Memoria, la nostra Resistenza

In Colombia, nella catena montuosa dell’Abibe, regione di Urabà, il 21 febbraio 2005, un operativo congiunto di militari e paramilitari mise fine alla vita di Luis Eduardo, Bellanira, Deiner, Sandra, Alfonso, Natalia e Santiago, appartenenti alla Comunità di Pace di San José de Apartadò e di Alejandro. Deiner aveva solo 11 anni. Natalia solo 5 anni. Santiago appena 18 mesi.
Da allora, ogni anno, il 20 febbraio l’intera Comunità, accompagnata da organizzazioni nazionali e internazionali, si mette in pellegrinaggio, un cammino di circa 6 ore, per raggiungere i villaggi di Mulatos e Resbalosa, terra dove si è consumato il terribile massacro di vite innocenti per, il giorno seguente 21 febbraio, commemorare la loro morte.
Dal 2009, ogni anno, anche Operazione Colomba è presente a fianco della Comunità per fare memoria assieme a loro di quanto accaduto, per solidarietà, per giustizia.


Riuniti nei pressi della piccola cappella, costruita pietra su pietra negli anni nel punto in cui sono stati ritrovati i corpi fatti a pezzi di Luis Eduardo, Deiner e Bellanira, attraverso una piccola radio, nel silenzio della selva colombiana dove solamente i grilli e un leggero vento fanno sentire la loro presenza, risuonano, ridondanti, le parole di Luis Eduardo Guerra, uno dei fondatori della Comunità di Pace, nella sua ultima intervista pubblica ad una giornalista spagnola:
“Il nostro progetto è di continuare a resistere e difendere i nostri Diritti. Quello che abbiamo vissuto finora nella storia è che oggi stiamo parlando, domani potremmo essere morti”.

Perché tanto orrore?

“E’ un progetto che va controcorrente a questo modello di società circondata da anti-valori terribili. Questa “fila” di testimoni ci dice che vale la pena andare controcorrente. Luis Eduardo ci ribadiva che questo processo per costruire qualcosa di diverso era più importante della sua vita […].
E apprenderemo passo dopo passo molte cose, apprenderemo che vivendo si muore e morendo per una causa non si muore nella vita e che la giustizia è qualcosa di più grandioso. La giustizia è la vita che continua. La giustizia è qualcosa di così potente che per la sua lotta viene coinvolto tutto di noi […]” sono le parole pronunciate, durante l’Omelia, dal gesuita Javier Giraldo che sin dalla sua fondazione accompagna instancabilmente la Comunità di Pace nella resistenza etica per chiedere verità e giustizia.

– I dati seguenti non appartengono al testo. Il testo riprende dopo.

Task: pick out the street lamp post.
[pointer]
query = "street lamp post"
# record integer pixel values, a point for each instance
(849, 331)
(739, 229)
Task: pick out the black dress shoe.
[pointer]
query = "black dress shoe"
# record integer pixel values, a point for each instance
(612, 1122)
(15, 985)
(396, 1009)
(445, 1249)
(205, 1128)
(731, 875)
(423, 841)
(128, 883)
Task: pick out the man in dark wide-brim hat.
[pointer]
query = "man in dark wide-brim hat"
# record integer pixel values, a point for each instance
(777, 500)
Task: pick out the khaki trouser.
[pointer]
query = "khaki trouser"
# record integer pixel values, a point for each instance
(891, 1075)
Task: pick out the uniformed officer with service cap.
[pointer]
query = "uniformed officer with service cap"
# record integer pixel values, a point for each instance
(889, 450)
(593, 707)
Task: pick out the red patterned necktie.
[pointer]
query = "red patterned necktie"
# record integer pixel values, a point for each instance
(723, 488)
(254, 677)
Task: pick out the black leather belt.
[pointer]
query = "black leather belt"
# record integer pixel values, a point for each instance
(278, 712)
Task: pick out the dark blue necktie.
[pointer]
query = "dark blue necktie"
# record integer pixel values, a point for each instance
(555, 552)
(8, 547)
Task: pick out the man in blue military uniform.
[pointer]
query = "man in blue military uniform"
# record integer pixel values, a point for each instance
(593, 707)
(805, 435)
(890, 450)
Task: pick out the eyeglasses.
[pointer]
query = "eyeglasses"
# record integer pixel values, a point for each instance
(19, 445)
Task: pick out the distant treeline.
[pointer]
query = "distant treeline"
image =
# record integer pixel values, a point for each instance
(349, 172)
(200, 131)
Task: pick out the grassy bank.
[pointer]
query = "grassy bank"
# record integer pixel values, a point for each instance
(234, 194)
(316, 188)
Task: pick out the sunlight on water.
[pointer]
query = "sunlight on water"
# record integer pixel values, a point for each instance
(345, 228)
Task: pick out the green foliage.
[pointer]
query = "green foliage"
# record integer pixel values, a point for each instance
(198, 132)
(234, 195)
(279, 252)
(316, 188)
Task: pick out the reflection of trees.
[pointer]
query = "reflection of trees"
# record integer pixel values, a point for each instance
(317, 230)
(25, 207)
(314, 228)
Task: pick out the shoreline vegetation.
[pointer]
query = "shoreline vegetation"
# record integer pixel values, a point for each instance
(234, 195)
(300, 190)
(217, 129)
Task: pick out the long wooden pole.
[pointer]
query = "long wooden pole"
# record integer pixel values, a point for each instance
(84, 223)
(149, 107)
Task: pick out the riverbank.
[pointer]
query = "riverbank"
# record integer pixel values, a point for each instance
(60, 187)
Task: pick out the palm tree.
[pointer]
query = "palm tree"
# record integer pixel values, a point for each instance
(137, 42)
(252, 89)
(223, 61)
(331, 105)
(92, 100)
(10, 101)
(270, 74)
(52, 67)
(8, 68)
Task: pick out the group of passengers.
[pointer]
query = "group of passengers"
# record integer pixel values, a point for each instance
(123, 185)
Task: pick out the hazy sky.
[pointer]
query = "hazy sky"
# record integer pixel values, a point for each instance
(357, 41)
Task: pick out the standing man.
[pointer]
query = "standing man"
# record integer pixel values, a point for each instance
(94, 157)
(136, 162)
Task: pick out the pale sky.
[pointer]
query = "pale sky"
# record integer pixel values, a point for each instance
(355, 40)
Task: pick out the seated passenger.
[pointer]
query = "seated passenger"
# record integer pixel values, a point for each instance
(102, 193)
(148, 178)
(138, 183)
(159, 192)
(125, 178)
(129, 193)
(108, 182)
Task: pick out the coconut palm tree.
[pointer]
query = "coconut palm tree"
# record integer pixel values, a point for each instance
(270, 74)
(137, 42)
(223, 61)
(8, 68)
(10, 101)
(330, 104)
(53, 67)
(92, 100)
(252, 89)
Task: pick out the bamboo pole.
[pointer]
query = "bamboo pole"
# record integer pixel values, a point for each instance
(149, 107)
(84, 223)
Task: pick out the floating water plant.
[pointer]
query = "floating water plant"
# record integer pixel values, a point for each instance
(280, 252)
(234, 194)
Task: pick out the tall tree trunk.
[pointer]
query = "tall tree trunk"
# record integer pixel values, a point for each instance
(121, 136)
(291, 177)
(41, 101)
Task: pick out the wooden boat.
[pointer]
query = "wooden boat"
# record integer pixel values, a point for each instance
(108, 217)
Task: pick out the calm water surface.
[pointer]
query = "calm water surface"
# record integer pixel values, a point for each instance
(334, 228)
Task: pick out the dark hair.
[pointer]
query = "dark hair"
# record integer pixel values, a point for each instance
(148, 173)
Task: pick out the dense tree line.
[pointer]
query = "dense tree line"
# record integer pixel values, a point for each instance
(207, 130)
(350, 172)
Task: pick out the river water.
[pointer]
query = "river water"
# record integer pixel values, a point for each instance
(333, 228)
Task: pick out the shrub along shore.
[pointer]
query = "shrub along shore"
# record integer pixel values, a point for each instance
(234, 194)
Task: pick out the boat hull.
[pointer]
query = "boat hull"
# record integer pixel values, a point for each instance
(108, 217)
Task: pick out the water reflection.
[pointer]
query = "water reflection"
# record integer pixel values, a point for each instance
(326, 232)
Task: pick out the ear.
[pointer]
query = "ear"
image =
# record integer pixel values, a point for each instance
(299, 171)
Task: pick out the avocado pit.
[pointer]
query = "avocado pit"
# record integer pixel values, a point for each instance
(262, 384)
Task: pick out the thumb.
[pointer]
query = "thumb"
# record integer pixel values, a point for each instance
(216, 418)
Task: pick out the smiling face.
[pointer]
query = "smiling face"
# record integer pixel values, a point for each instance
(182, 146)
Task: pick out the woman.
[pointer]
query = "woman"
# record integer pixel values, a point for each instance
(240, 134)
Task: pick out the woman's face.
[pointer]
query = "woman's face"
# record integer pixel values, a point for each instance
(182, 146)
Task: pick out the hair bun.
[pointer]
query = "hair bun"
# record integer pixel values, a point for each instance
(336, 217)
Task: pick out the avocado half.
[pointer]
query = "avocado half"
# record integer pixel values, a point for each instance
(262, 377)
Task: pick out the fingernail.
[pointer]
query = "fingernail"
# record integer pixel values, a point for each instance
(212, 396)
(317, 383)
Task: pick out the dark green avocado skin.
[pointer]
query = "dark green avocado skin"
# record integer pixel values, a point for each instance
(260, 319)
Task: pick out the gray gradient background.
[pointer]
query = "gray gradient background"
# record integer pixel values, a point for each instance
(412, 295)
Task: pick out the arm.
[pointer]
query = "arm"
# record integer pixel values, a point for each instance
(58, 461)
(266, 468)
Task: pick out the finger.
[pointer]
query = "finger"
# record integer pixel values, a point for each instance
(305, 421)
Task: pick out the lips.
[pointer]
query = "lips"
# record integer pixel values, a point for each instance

Una giustizia che ancora non esiste, 16 anni di impunità.

Ci rimettiamo in cammino per raggiungere il villaggio di Resbalosa.
 
Una memoria sempre viva, fonte di resistenza per oggi, fonte di speranza per il domani.
Un domani rappresentato da quei bimbi e quelle bimbe che, seduti sotto una semplice e umile cappellina in legno costruita proprio lì dove ancora sono ben visibili le fosse nelle quali sono stati ritrovati i corpi fatti a pezzi di Sandra, Alfonso Natalia Santiago e Alejandro, accompagnati dal suono della chitarra, cantano assieme:

“[…] Que canten los niños que viven en paz
Y aquellos que sufren dolor.
Que canten por esos que no cantarán
Porque han apagado su voz […]”

Con le parole di Pedro Casaldáliga nella sua “Carta aperta ai nostri martiri”, un ultimo omaggio a coloro che hanno donato la propria vita per portare avanti la resistenza etica della Comunità di Pace, resistenza che è divenuta esempio per il mondo intero di costruzione del mondo giusto fondato sui valori della nonviolenza, del bene comune, dell’assidua e costante ricerca della verità, dell’assidua e costante richiesta di giustizia, disposti a donare la propria vita pur di rimanere coerenti ai propri principi:

“Scrivo per Voi, contro la proibizione dei poteri delle dittature militari, politiche ed economiche e contro la smemorata codardia delle nostre proprie chiese. Anche se loro ci vogliono imporre amnistia che sembra amnesia e una riconciliazione che sarebbe claudicazione.
Voi sapete perdonare, però volete vivere. Non permetteremo che si spenga il grido supremo del vostro amore. Non lasceremo che il vostro sangue sia infecondo. […] Assumiamo le vostre vite e le vostre morti assumendo le vostre cause. Queste cause concrete per le quali voi avete donato la vita e la morte. Queste cause così divine e così umane […]”.